OpenCL Ndrange Global Size/Local Size

BiS · January 3, 2013, 3:01am

Hello,

As far as i understand, ndrange global size should be a multiple of local size.
But in case it’s not, how does OpenCL handle it? (better said, does OCL handle it?).

I mean, how many “groups” of size = local_size will be launched.

For example, which one would be right for global size 1000 and local_size 512?:
a) We’ll have 2 groups of size 512.
b) We’ll have 1 group of size 512.
c) we’ll have 1 group of size 512 and a group of size 488.

And… it’s strictly defined by the standard? or it’s implementation dependant.

Thanks!.

BiS · January 3, 2013, 4:00am

Well, on AMD implementation it looks like the kernel wont even launch so i think that answers my question

utnapishtim · January 3, 2013, 7:18am

According to OpenCL specification, clEnqueueNDRangeKernel should fail and return CL_INVALID_WORK_GROUP_SIZE.

Dithermaster · January 3, 2013, 9:33am

It is defined by the standard.
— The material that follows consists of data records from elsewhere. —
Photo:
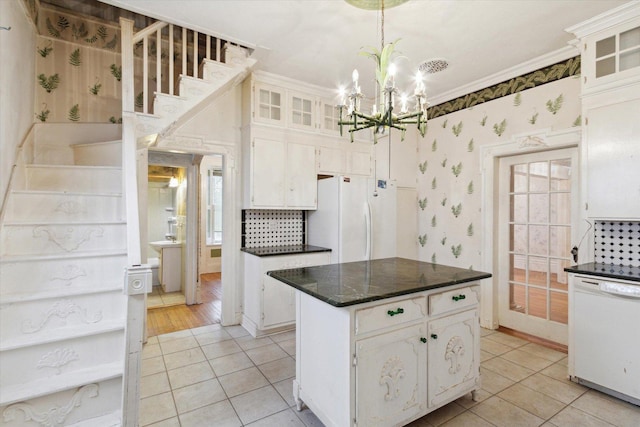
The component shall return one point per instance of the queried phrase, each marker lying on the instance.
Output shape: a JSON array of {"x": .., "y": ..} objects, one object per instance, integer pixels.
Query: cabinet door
[
  {"x": 302, "y": 182},
  {"x": 268, "y": 173},
  {"x": 278, "y": 303},
  {"x": 269, "y": 105},
  {"x": 302, "y": 111},
  {"x": 613, "y": 156},
  {"x": 391, "y": 377},
  {"x": 452, "y": 364}
]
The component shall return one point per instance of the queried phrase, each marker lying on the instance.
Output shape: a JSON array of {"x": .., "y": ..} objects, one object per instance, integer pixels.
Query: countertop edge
[{"x": 336, "y": 304}]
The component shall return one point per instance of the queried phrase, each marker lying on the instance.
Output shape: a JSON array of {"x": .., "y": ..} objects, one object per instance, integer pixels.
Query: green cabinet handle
[{"x": 398, "y": 311}]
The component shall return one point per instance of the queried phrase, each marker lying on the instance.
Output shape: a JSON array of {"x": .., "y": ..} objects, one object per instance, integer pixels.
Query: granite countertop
[
  {"x": 358, "y": 282},
  {"x": 611, "y": 271},
  {"x": 284, "y": 250}
]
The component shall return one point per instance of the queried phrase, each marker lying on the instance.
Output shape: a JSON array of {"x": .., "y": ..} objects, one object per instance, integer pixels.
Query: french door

You must make it a multiple.

The standard way of dealing with non-multiple desired global work sizes is to use the rounded-up value for clEnqueueNDRangeKernel, but pass the desired global size as kernel parameters, then check for global ID inside the kernel to see if it is inside the desired work size. For example, to process a 1920x1080 image with a 32x32 local work size. Global work size must be 1920x1088. The kernel might look like:

__kernel void Example_Kernel
(
    __read_only   image2d_t imgSrc,
    __write_only  image2d_t imgDst,
    int       width,
    int       height
)
{
    int x = get_global_id(0);
    int y = get_global_id(1);
    
    if ((x < width) && (y < height))
    {
    ... // do work here
    }
}

For getting started, you can leave local work size unspecified, and let the runtime come up with one, but if you have odd or prime global sizes, it might use 1x1 which is not optimal.

BiS · January 4, 2013, 6:52am

Yeah thanks, did so :).

I’m working on a opencl “middleware”, so needed to know every possible combination, but it looks than rounding-up works fine. That’s good for me i think, after all it’s the same approach than cuda :).